China-Rusia Berinisiatif Kirim Pasukan ke Gaza
Jalur Gaza masih menjadi perhatian publik karena serangan fase dua Israel ke wilayah tersebut usai gencatan senjata tak diperpanjang. Komunitas internasional pun ramai-ramai mendesak penerapan kembali kesepakatan damai itu. Mereka meminta Dewan Keamanan
Perserikatan Bangsa-Bangsa (PBB) turun tangan. Namun, sejumlah pihak menilai DK PBB tak becus sebagai penjaga perdamaian. Mesir dan Mauritania lantas menggunakan Resolusi 377 A untuk menyerukan gencatan senjata di Gaza.

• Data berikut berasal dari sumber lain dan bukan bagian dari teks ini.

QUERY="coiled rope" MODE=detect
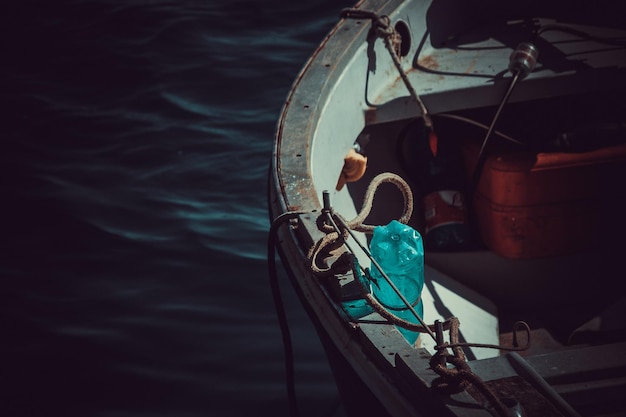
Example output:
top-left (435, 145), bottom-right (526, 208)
top-left (308, 173), bottom-right (530, 417)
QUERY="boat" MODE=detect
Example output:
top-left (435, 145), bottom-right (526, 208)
top-left (268, 0), bottom-right (626, 417)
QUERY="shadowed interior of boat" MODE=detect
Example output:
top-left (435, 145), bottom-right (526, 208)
top-left (348, 91), bottom-right (626, 353)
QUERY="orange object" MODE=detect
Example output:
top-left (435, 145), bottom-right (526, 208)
top-left (336, 149), bottom-right (367, 191)
top-left (464, 141), bottom-right (626, 259)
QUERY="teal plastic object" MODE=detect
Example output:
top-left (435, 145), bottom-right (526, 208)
top-left (370, 220), bottom-right (424, 345)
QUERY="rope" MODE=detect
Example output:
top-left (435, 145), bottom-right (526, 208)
top-left (307, 172), bottom-right (413, 275)
top-left (340, 8), bottom-right (433, 131)
top-left (308, 167), bottom-right (530, 417)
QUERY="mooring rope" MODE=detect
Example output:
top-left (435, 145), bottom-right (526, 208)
top-left (308, 172), bottom-right (413, 275)
top-left (340, 8), bottom-right (433, 131)
top-left (308, 167), bottom-right (530, 417)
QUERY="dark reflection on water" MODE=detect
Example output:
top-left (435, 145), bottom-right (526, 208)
top-left (0, 0), bottom-right (351, 417)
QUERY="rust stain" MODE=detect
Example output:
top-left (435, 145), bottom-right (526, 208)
top-left (417, 55), bottom-right (439, 70)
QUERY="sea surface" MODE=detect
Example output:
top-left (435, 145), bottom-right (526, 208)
top-left (0, 0), bottom-right (352, 417)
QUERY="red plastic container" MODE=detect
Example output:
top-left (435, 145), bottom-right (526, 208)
top-left (464, 141), bottom-right (626, 259)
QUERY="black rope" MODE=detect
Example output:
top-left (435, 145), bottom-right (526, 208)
top-left (267, 211), bottom-right (307, 417)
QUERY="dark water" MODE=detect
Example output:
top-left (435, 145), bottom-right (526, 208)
top-left (0, 0), bottom-right (352, 417)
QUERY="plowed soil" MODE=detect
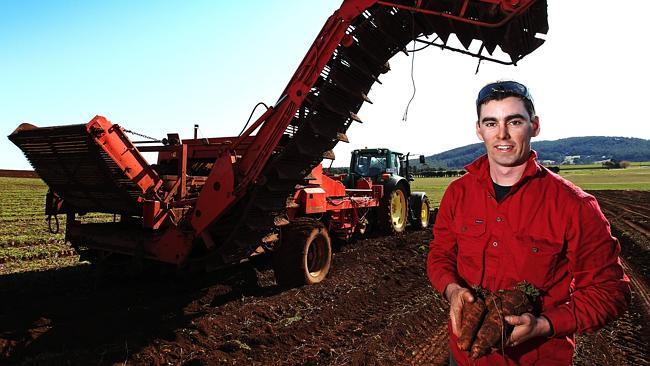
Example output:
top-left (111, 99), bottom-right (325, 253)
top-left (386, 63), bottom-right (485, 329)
top-left (0, 191), bottom-right (650, 365)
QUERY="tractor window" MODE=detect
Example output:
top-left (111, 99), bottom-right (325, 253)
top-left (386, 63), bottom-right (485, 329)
top-left (390, 154), bottom-right (402, 174)
top-left (354, 155), bottom-right (386, 177)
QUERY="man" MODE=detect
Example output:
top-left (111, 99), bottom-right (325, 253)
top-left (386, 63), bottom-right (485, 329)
top-left (427, 81), bottom-right (630, 365)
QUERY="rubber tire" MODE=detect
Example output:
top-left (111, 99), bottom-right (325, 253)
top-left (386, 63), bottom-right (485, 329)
top-left (378, 185), bottom-right (408, 235)
top-left (272, 218), bottom-right (332, 287)
top-left (411, 196), bottom-right (431, 230)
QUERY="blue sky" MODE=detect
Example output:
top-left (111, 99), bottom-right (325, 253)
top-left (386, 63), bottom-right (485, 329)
top-left (0, 0), bottom-right (650, 169)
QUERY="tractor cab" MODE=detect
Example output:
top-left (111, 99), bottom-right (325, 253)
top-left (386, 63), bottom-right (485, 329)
top-left (345, 148), bottom-right (408, 188)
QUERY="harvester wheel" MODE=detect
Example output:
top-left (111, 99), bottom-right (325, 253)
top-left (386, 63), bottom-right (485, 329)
top-left (411, 196), bottom-right (431, 230)
top-left (379, 186), bottom-right (408, 235)
top-left (273, 218), bottom-right (332, 286)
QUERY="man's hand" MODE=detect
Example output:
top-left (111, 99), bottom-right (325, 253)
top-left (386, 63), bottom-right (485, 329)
top-left (445, 283), bottom-right (474, 335)
top-left (505, 313), bottom-right (551, 347)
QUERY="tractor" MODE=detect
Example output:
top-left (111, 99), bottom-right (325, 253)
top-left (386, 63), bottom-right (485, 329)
top-left (344, 148), bottom-right (431, 235)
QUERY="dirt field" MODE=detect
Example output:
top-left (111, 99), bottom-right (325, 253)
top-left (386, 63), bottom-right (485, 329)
top-left (0, 191), bottom-right (650, 365)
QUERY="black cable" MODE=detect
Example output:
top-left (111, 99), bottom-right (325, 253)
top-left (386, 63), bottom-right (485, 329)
top-left (402, 11), bottom-right (416, 122)
top-left (237, 102), bottom-right (269, 136)
top-left (406, 37), bottom-right (440, 53)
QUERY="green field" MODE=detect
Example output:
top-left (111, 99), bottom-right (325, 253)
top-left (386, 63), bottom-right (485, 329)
top-left (412, 162), bottom-right (650, 207)
top-left (0, 163), bottom-right (650, 274)
top-left (0, 177), bottom-right (107, 274)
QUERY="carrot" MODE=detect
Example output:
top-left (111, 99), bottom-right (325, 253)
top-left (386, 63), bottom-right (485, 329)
top-left (470, 282), bottom-right (539, 359)
top-left (456, 291), bottom-right (487, 351)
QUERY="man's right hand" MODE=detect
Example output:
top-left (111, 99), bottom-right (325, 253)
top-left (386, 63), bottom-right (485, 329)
top-left (445, 283), bottom-right (474, 335)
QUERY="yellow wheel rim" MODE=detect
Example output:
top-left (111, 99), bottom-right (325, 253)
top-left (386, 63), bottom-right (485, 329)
top-left (390, 189), bottom-right (406, 231)
top-left (420, 201), bottom-right (429, 227)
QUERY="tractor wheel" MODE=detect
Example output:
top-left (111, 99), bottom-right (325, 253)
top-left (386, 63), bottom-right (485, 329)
top-left (379, 186), bottom-right (408, 235)
top-left (273, 218), bottom-right (332, 287)
top-left (411, 196), bottom-right (431, 230)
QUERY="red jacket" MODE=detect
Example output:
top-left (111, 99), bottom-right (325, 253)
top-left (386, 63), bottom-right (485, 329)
top-left (427, 152), bottom-right (630, 365)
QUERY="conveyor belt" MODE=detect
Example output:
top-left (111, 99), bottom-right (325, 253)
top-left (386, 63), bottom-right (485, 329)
top-left (9, 117), bottom-right (158, 215)
top-left (210, 0), bottom-right (548, 262)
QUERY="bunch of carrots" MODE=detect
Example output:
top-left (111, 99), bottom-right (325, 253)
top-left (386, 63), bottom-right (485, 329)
top-left (456, 281), bottom-right (539, 359)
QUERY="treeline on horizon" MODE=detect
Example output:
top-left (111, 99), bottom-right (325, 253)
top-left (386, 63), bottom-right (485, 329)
top-left (410, 136), bottom-right (650, 169)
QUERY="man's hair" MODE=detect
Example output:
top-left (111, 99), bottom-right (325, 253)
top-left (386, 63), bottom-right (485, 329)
top-left (476, 80), bottom-right (535, 121)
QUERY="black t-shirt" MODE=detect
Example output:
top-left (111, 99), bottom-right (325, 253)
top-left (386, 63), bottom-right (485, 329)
top-left (492, 182), bottom-right (512, 202)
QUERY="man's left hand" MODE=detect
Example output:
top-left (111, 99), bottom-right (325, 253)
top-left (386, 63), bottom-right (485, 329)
top-left (506, 313), bottom-right (551, 347)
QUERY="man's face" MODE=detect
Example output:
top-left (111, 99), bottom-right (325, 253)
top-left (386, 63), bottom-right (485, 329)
top-left (476, 97), bottom-right (539, 167)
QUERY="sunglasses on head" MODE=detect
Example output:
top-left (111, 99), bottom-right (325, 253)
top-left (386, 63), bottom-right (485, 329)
top-left (476, 81), bottom-right (533, 107)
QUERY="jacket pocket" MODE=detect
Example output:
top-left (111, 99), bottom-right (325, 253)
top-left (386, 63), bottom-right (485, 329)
top-left (513, 236), bottom-right (563, 290)
top-left (454, 217), bottom-right (486, 285)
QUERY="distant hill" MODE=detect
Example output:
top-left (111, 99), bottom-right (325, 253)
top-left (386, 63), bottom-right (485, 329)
top-left (412, 136), bottom-right (650, 169)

Resolusi PBB 377A atau “Unity for Peace” dimana bertujuan untuk menyelesaikan situasi saat Dewan Keamanan PBB gagal menjalankan fungsinya. Resolusi tersebut memberi wewenang ke Majelis Umum untuk menggelar pertemuan melalui Sekretaris Jenderal dan membuat rekomendasi kolektif termasuk penggunaan angkatan bersenjata bila diperlukan.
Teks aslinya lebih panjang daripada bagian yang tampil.